Ray Davis joined WAMU 88.5 in 1985 to host Saturday Bluegrass, and shared hosting duties for the weekday afternoon program, Bluegrass Country, with the late Jerry Gray until 2001. He hosted three live hours of traditional bluegrass music on The Ray Davis Show weekdays and Sundays, on WAMU’s Bluegrass Country until his retirement in 2013.
Davis provided area bluegrass fans and online listeners worldwide with a daily dose of the traditional American art form, from prison songs and “plum pitiful” tunes to the great train rides – and train wrecks – of bluegrass music, all delivered with Davis’ encyclopedic knowledge of the artists and the music.
More than a DJ, Ray Davis was both a musicologist and an archivist who took listeners on a stroll down bluegrass music’s memory lane. His specialties, the plum pitiful tunes, were tearjerkers that explored universal themes of death, betrayal, and jealousy.

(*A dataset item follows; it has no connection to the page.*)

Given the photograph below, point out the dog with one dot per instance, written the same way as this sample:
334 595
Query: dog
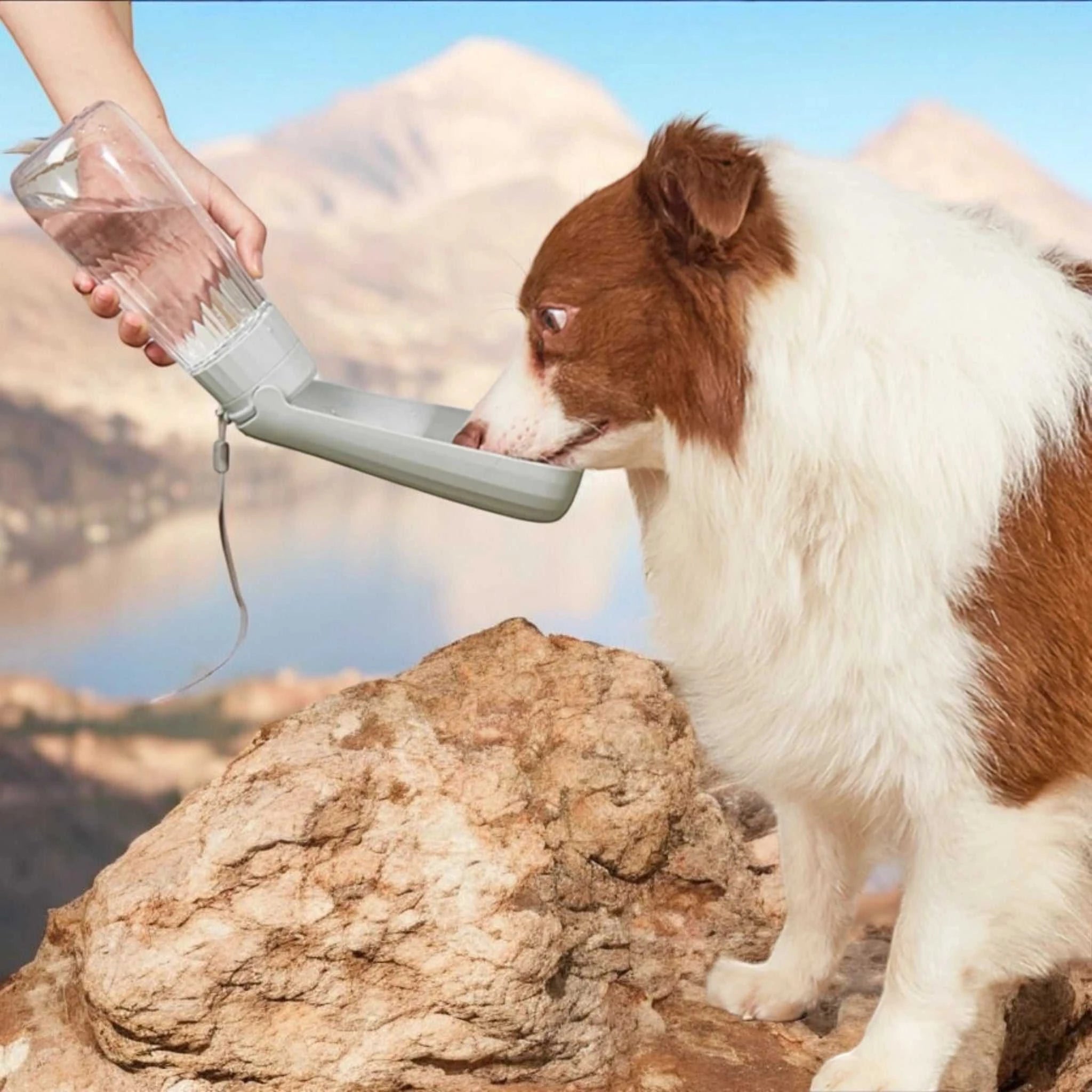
856 429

Davis began his radio career at the age of 15, when he left his boyhood home in Wango, Md., for a job at WDOV-AM in Dover, Del. He had jobs at other small town stations around the country, as well as a stint south of the border at XERF, the Mexican mail-order station that made Wolfman Jack famous, where he learned to be a radio pitchman. Davis returned to the east coast and spent 38 years hosting a popular bluegrass program from Johnny’s Used Cars for WBMD in Baltimore, MD. In 1962, he began recording some of the nation’s finest bluegrass musicians and selling these recordings under his own label, Wango.
Davis hosted bluegrass festivals and concerts around the country, including the Delaware Valley Bluegrass Festival and the Arcadia Music Festival. He also produced 15 hours of bluegrass music each week for WAMU’s Bluegrass Country. When he was not acting as program host or concert emcee, chances are Davis would be holed up in his basement studio producing CDs from hundreds of bluegrass tapes he’d recorded over the years. Since the 1960s, Davis had been enlisting friends like Carter and Ralph Stanley, Don Reno, Bill Harrell, the Warrior River Boys, the Gillis Brothers, Owen Saunders, and a host of others to make his so-called “basement tapes.” The basement tapes included previously unreleased jam sessions with many of these legendary bluegrass artists.
Ray’s honesty, humor, and forceful on-air presence will be missed by us all.